Q: What accomplishments best define your goals as president, and what do you wish to accomplish this following year?
A: The college, a couple years ago, started an initiative on affordability for students, and part of that has been the Chemeketa Press. We started [the press] because we were so concerned about students and affordability. We knew that students were choosing not to buy the books, or waiting and getting behind, because they were so expensive. We started down this path, and so far the books that we’ve produced have either been free or they are low cost. I think almost every book that we’ve produced is under $30.
I’ve been really proud of our faculty and our Chemeketa Press department for doing this and continuing to work on this. They add usually five or six books a year, and our focus is trying to produce books in the courses that have the highest volume of textbooks that are used because that’s going to save students the most money.
The other thing with affordability: the college continues to have the lowest tuition rate in the state, and so when you look at the annual tuition of the 17 community colleges, we have the lowest tuition. Our board takes that very seriously. I think we went four years with no increase at all.
I think the other things that we’re working on are our partnerships: trying to create as many partnerships as possible with industry to create new programs for the workforce. For example, last year we did robotics; a few years ago we did bilingual education and that’s really a growing program right now.

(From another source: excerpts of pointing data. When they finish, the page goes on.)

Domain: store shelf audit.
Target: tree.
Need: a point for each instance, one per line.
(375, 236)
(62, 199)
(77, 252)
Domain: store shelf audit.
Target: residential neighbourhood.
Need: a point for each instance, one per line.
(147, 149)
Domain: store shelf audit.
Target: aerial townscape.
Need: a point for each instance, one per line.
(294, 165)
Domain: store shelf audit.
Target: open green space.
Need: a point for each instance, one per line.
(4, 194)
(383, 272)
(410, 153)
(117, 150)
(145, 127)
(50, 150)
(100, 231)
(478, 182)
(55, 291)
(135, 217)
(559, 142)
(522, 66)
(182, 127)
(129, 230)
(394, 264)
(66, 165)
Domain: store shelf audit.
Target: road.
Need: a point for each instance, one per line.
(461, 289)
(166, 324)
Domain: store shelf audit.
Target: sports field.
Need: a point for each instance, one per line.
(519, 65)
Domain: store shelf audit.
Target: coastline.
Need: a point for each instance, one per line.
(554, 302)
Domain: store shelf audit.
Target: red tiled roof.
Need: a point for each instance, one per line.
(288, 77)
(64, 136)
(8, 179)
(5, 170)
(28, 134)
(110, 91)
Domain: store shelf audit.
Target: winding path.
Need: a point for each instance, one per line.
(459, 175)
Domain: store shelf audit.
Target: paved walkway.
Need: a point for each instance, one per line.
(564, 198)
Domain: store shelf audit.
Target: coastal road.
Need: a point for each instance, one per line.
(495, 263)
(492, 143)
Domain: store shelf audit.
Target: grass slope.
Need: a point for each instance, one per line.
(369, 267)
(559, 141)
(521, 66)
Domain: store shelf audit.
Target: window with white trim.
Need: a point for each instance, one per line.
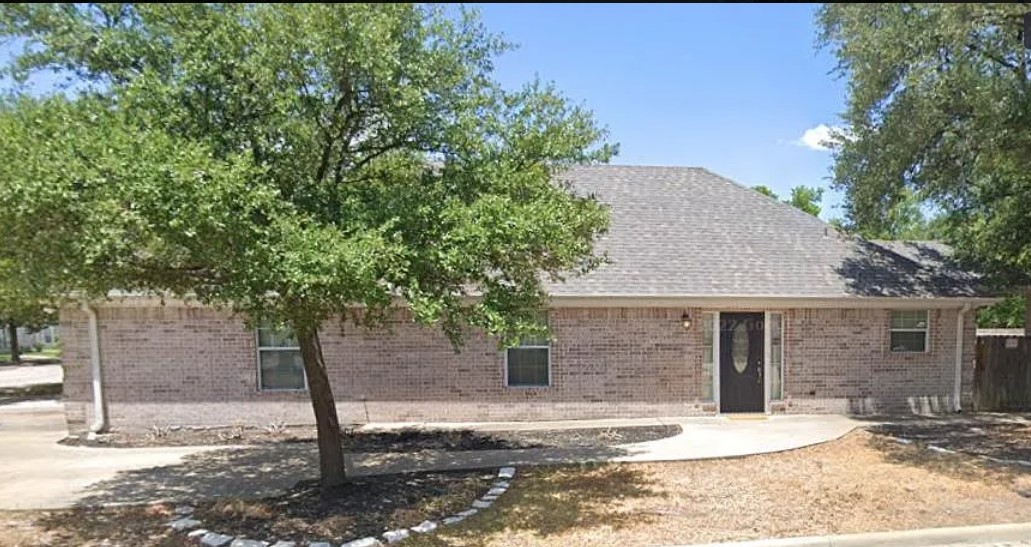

Another focus is our student retention. We believe it’s important that, once students start, we want them to finish, because we know that students that graduate from college or graduate from Chemeketa, or graduate and then transfer to the university are more likely to get higher paying jobs. We want people to have family-wage jobs when they leave the college.
Another exciting thing is that we’re beginning to start planning for the agricultural complex. There’s going to be a building out by the Marion-Polk Food Share youth farm…It’ll be a couple years until it’s actually built, but we’re really looking forward to that because we believe it’ll be a really good partnership building. We’re hoping to have an OSU extension out there and a few others. We were also nominated from an external entity to apply for the Aspen Prize. If we were the finalist we would get $1 million. I’m really proud of our college because it means that we’ve really been focusing on students success.
I look forward to sharing our message to the community: about how Chemeketa is here, why we’re here, which is to serve the community and to provide educational opportunities to students.
Q: What are some of your favorite things about Chemeketa, and how do we stand out among the rest?
A: I was at Linn-Benton prior to coming to Chemeketa, so I’ve been in three colleges [for] over 30 years now. I do love the diversity of our students at Chemeketa. We have one of the most diverse student bodies in the state, more diverse than many of the other colleges. It is a special place to me because of that. We have the highest number of Hispanic and Latino students in the state here at Chemeketa. I think that that’s what makes us special, and I love that. I also strongly believe that we have a wonderful dedicated faculty and staff who really care about the students and their success.
Q: What are some changes coming this year, and in what ways are you hoping they benefit [the college]?
A: Chemeketa’s new website is here this year. We were hoping for the new website to really look different and be easier to navigate. Our goal with the website is for people to be able to find the information and then to be able to contact us.
Q: What would you dress up as for Halloween?
A: You have no idea how hard this question is to answer because I don’t do that in general. I’m the kind of person that, if I dress up, it has to be really easy. I’d probably be a witch or a clown. Something simple.